Divide using synthetic division $$ ( 3x^{3}-2x^{2}+x-4 ) \div ( x+3 ) $$
Answer
The synthetic division table is:
$$ \begin{array}{c|rrrr}-3&3&-2&1&-4\\& & -9& 33& \color{black}{-102} \\ \hline &\color{blue}{3}&\color{blue}{-11}&\color{blue}{34}&\color{orangered}{-106} \end{array} $$The solution is:
$$ \frac{ 3x^{3}-2x^{2}+x-4 }{ x+3 } = \color{blue}{3x^{2}-11x+34} \color{red}{~-~} \frac{ \color{red}{ 106 } }{ x+3 } $$Explanation
Step 1 : Write down the coefficients of the dividend into division table.
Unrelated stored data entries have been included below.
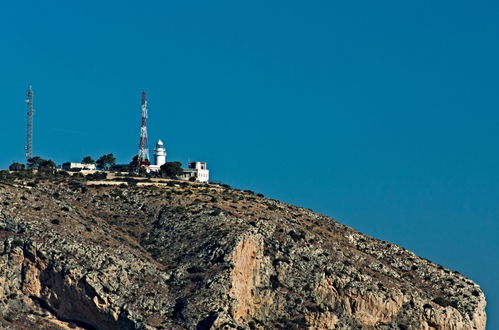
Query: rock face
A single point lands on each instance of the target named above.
(204, 256)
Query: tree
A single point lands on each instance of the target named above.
(16, 167)
(88, 160)
(105, 162)
(171, 170)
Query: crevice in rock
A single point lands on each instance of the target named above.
(42, 304)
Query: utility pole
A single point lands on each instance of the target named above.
(29, 134)
(143, 149)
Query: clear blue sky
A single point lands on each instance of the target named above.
(381, 114)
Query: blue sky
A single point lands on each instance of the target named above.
(381, 114)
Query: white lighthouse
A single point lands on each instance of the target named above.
(159, 154)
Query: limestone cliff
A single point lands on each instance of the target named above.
(191, 256)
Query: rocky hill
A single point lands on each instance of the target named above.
(192, 256)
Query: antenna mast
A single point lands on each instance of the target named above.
(143, 149)
(31, 111)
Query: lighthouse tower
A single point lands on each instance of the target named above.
(159, 154)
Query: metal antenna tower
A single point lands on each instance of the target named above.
(31, 111)
(143, 149)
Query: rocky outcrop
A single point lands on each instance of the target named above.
(203, 256)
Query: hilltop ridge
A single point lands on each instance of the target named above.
(201, 256)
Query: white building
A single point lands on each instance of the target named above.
(197, 171)
(78, 166)
(159, 156)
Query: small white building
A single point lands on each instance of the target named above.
(78, 166)
(197, 171)
(159, 156)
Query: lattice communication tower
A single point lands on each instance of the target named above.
(143, 149)
(30, 112)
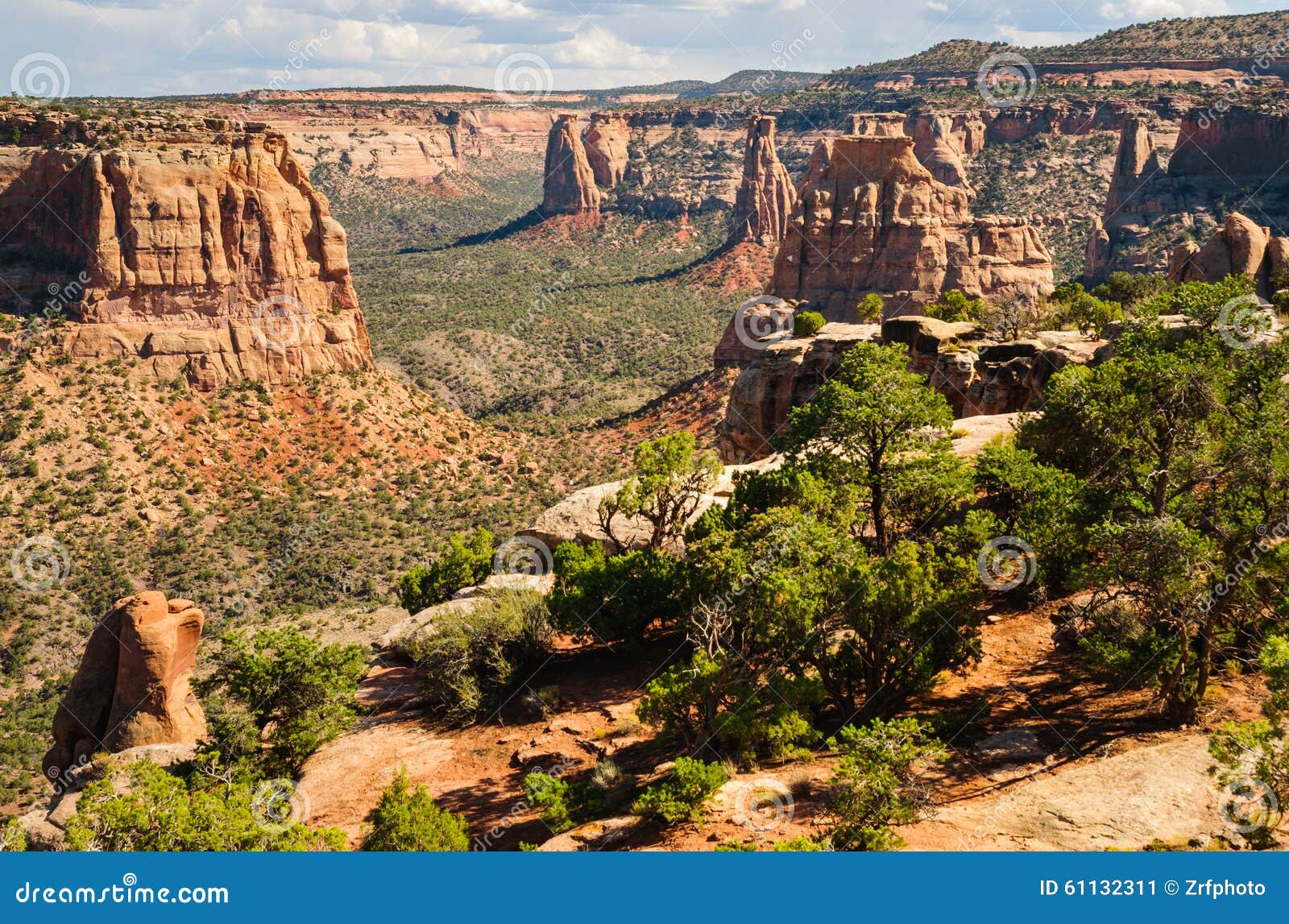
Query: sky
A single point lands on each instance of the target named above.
(85, 48)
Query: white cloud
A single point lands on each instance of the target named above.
(597, 47)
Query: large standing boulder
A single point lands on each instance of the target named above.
(132, 687)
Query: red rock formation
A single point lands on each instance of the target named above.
(872, 218)
(766, 195)
(200, 251)
(132, 686)
(606, 147)
(1239, 247)
(570, 183)
(940, 141)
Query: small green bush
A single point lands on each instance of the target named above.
(954, 305)
(682, 795)
(869, 309)
(807, 324)
(409, 820)
(614, 599)
(475, 657)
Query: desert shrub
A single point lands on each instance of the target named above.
(466, 561)
(1119, 642)
(13, 837)
(874, 785)
(807, 324)
(408, 818)
(715, 700)
(564, 803)
(1074, 307)
(476, 655)
(161, 812)
(612, 599)
(1257, 750)
(954, 305)
(296, 691)
(1038, 503)
(682, 795)
(670, 477)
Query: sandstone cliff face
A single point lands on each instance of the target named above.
(606, 147)
(212, 258)
(977, 376)
(872, 218)
(570, 183)
(132, 686)
(1239, 247)
(1216, 161)
(766, 195)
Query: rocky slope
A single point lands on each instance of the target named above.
(132, 686)
(201, 251)
(1158, 202)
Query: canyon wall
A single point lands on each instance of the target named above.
(1162, 208)
(199, 251)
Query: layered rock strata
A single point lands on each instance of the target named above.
(872, 218)
(606, 148)
(766, 193)
(569, 187)
(199, 251)
(976, 375)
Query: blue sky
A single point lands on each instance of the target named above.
(169, 47)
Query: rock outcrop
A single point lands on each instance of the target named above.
(1216, 161)
(132, 686)
(980, 378)
(872, 218)
(606, 147)
(766, 195)
(570, 183)
(1239, 247)
(200, 251)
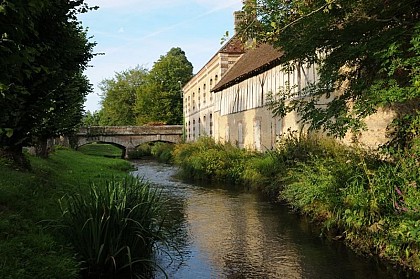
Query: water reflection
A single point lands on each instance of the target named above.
(224, 233)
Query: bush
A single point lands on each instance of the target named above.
(143, 150)
(207, 160)
(114, 228)
(162, 152)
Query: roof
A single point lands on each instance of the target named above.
(253, 62)
(234, 45)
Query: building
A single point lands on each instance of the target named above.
(227, 99)
(240, 111)
(198, 101)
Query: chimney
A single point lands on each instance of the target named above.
(238, 19)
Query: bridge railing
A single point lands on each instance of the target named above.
(130, 130)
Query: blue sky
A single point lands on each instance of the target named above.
(138, 32)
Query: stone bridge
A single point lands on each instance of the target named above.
(128, 137)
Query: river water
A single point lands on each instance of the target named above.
(221, 232)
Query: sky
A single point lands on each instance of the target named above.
(134, 33)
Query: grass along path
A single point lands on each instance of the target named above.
(29, 248)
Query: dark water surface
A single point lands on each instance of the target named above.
(225, 233)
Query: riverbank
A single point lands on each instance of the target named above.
(29, 246)
(370, 204)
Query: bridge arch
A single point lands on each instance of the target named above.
(122, 148)
(128, 137)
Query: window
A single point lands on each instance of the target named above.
(211, 124)
(257, 134)
(193, 128)
(240, 135)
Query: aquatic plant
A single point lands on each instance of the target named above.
(114, 228)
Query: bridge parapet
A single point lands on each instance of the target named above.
(129, 137)
(130, 130)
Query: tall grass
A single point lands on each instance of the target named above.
(208, 160)
(373, 204)
(114, 228)
(161, 151)
(28, 248)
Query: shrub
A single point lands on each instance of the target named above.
(141, 151)
(114, 228)
(162, 152)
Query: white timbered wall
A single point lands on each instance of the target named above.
(253, 92)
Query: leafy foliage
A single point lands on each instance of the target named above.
(139, 96)
(367, 52)
(160, 98)
(43, 52)
(114, 228)
(371, 203)
(119, 96)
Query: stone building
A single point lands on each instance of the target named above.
(227, 99)
(198, 101)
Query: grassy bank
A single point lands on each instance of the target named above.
(372, 205)
(31, 246)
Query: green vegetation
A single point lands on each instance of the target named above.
(207, 160)
(31, 243)
(367, 53)
(370, 203)
(44, 51)
(161, 151)
(114, 228)
(139, 96)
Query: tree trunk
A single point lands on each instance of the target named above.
(16, 156)
(41, 148)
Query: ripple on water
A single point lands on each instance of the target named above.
(222, 233)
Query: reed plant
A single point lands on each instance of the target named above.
(114, 228)
(207, 160)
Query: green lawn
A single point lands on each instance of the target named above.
(30, 247)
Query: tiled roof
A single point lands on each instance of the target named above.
(234, 45)
(251, 63)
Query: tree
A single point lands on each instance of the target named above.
(159, 99)
(118, 97)
(43, 51)
(367, 51)
(91, 118)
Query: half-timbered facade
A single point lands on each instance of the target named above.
(240, 110)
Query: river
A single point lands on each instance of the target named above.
(230, 233)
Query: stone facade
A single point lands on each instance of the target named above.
(198, 101)
(234, 108)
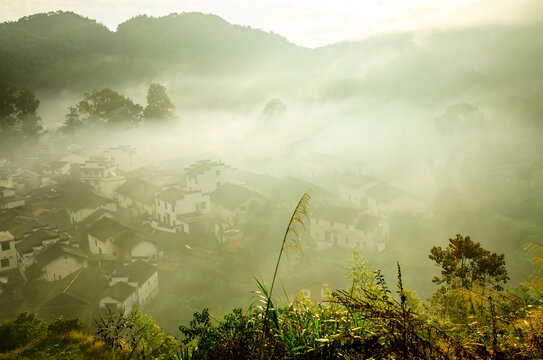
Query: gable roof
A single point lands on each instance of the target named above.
(36, 239)
(106, 228)
(137, 271)
(368, 222)
(172, 194)
(232, 196)
(139, 190)
(55, 251)
(56, 164)
(120, 292)
(339, 214)
(201, 166)
(84, 286)
(385, 192)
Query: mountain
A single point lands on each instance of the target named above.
(51, 51)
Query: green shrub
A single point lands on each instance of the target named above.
(20, 331)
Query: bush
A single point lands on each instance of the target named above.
(63, 326)
(20, 331)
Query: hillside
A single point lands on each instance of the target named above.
(64, 50)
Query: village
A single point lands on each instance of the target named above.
(81, 233)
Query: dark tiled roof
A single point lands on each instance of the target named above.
(138, 271)
(119, 292)
(57, 164)
(27, 244)
(139, 190)
(128, 239)
(172, 194)
(84, 286)
(53, 252)
(339, 214)
(201, 167)
(231, 196)
(354, 180)
(121, 235)
(290, 189)
(106, 228)
(368, 222)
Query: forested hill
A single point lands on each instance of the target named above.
(64, 50)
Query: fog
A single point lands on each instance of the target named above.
(452, 117)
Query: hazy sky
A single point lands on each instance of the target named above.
(305, 22)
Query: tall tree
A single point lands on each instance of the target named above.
(159, 106)
(18, 113)
(107, 106)
(27, 105)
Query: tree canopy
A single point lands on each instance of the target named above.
(159, 105)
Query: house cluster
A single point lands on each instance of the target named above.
(108, 222)
(81, 233)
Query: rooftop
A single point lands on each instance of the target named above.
(139, 190)
(137, 271)
(339, 214)
(119, 292)
(232, 196)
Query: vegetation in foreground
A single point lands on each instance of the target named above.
(470, 316)
(368, 320)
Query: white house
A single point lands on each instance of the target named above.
(8, 199)
(102, 176)
(30, 245)
(59, 261)
(26, 180)
(387, 199)
(115, 241)
(138, 196)
(207, 176)
(56, 168)
(81, 202)
(335, 226)
(142, 276)
(8, 253)
(175, 201)
(233, 203)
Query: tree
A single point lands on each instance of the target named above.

Put the zero from $ x + 3 = 0 $ ( $ x = \color{blue}{ -3 } $ ) at the left.
$$ \begin{array}{c|rrrr}\color{blue}{-3}&3&-2&1&-4\\& & & & \\ \hline &&&& \end{array} $$Step 1 : Bring down the leading coefficient to the bottom row.
$$ \begin{array}{c|rrrr}-3&\color{orangered}{ 3 }&-2&1&-4\\& & & & \\ \hline &\color{orangered}{3}&&& \end{array} $$Step 2 : Multiply by the number on the left, and carry the result into the next column: $ \color{blue}{ -3 } \cdot \color{blue}{ 3 } = \color{blue}{ -9 } $.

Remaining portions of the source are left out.